I've played a bit with opencv, pcl, ros, etc. There's some very impressive
image recognition stuff available right now that works well on commodity x86
platforms(1). I don't think the market is expecting a HAL-like or Jetsons like
robot, but I could see something akin to an early 80s home computer where the
product is clearly a long list of compromises but it does a few things very
well and is compelling. Home robotics may be the same way for a while until it
has its 1984 Macintosh moment, which as you say might be a decade or two or
four away.

I did appreciate your posting, but I think its a little dismissive of the some
of the homebrew and smaller scale stuff out there. The PR2 is a VC backed
monster designed to bring industrial robots to retail, hospitals, etc. These
guys want to build the 747 of the robot world. That's great. But there are
people out there building the Cessnas of the robotics world.

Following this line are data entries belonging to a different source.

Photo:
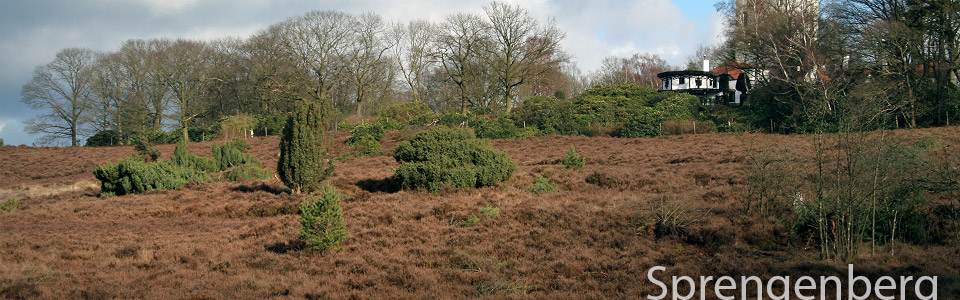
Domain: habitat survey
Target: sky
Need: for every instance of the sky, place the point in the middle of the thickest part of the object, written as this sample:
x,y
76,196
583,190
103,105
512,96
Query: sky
x,y
31,32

I expect an
affordable consumber product that isn't a joke xmas 2018-2020. There's just
way too much potential here.

1\. Home robot hackers falling in love with the super low power NUC which
gives a CPUMark score around 5,000+

[http://www.showusyoursensors.com/2014/09/intel-nuc-for-
ros.h...](http://www.showusyoursensors.com/2014/09/intel-nuc-for-
ros.html#comment-form)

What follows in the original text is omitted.